Lets be honest, you’re a bit of a prick!
For the first 10 years we had a great relationship, you were gentle and easy and we got on like 2 peas in a pod. Then the terrible teens hit. Now I can’t completely blame you, those pesky hormones did have a big part to play, but you didn’t have to react quite so dramatically did you? I mean one spot a day and I am sure we could have worked through it but you decided to build a model of the Grand Canyon all over my face.
So the school years progressed as did the names: dot to dot, speed bump, frog face (to name a few). I think that got us both down for a while but come on you didn’t have to react by multiplying the spots now did you?
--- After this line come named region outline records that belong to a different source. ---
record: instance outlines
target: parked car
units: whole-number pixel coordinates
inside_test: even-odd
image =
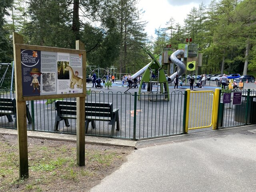
[[[194,78],[195,79],[196,78],[196,76],[195,76],[194,75],[187,75],[187,79],[191,79],[192,77],[194,77]]]
[[[198,75],[196,76],[196,80],[200,80],[201,79],[201,75]]]
[[[230,74],[230,75],[228,75],[227,77],[228,79],[234,79],[235,78],[238,78],[240,77],[240,74]]]
[[[242,75],[238,78],[234,79],[234,81],[237,83],[241,80],[242,82],[246,82],[247,80],[248,82],[255,82],[255,78],[252,75]]]
[[[211,81],[219,81],[220,79],[220,78],[222,77],[223,75],[218,75],[217,76],[215,76],[211,78]]]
I got through that stage though because of what I was told “ohh those spots will go when you get out of your early teens” but you clearly did not get that memo did you because I am 20 now and well, they’re still here!
I will hold my hands up and say that I didn’t help the situation by trying to hide the problem. Plastering on layers of make up may have worked in the short term but it has done me a lot of damage now. If I could go back and change everything I would hold back on the cheap, chemical foundation! It gave me confidence though that I really needed to deal with the negative opinions everyone else seemed to have about you. It wasn’t even direct comments that used to hurt. Remember the days when we would go to the bathroom with the girls and they would complain about having one little pimple on the chin and how ‘ugly’ it was – well trying having them all over your face!
One thing I could do with you helping me out on is actually starting to reflect the amount of effort I put into taking care of you. If I have to hear “just clean your face more” or “have you drunk enough water” one more time I think I will resort to wearing a mask full time. I make sure to keep you clean and hydrated as well as I can, even resorting to hardly wearing make up anymore, but you don’t seem too keen on showing that. We have used every product under the sun to try and help you out, from drugstore to doctor prescribed creams, even the dreaded roaccutane (which my mental health will definitely agree with when I say that was a big mistake). Maybe I haven’t quite found the perfect product yet but I am working on it I promise!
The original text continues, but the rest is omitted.